Steve Bannon is bringing his style of brash style of right-wing politics to Europe. President Trump’s former chief strategist is setting up a “Brussels-based foundation called “The Movement” to conduct polling, messaging, data targeting and think-tank research for far-right politicians across Europe,” he revealed to The Daily Beast on Friday.
Bannon plans to hire around 10 full-time staff and will then double his workers ahead of the 2019 election cycle.
Bannon says his ultimate goal is to create a “supergroup” within the European Parliament and to help the populist win as many 2019 parliamentary elections as possible.
The former Breitbart leader says he’ll spend half his time in Europe and half in the United States following the 2018 mid-term elections.
The move by Bannon isn’t surprising, as The Huffington Post points out, populist movements are growing in popularity throughout European politics while threatening to upend political order.
“Italy is the beating heart of modern politics,” Bannon told The Daily Beast, referring to a coalition government that has brought two far-right and anti-establishment parties to power. “If it works there it can work everywhere.”
To launch his movement Bannon has been traveling to Europe and speaking at conferences and various other events held by far-right politicians. During a conference for France’s National Front party in March he said “victory after victory” was on the horizon. Bannon then promised to help run out “globalists.”

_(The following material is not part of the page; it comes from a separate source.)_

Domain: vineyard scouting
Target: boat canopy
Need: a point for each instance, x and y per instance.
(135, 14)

The “globalists” term, when used by the far-right, refers to an anti-Semitic slur in which Jews control the world through financial and other business holdings.
“Let them call you racist,” Bannon said. “Let them call you xenophobes. Let them call you nativist. Wear it as a badge of honor. Because every day, we get stronger, and they get weaker.”
Bannon’s tour has already shown his support for Boris Johnson and other lawmakers who stand to the far-right and have been responsible for some of Europe’s most controversial policies.
Unlike in the United States in which many of Bannon’s supporters share a similar ideology, leaders throughout right-wing organizations in Europe’s populists often have their own separate goals for delivering change for their own countries.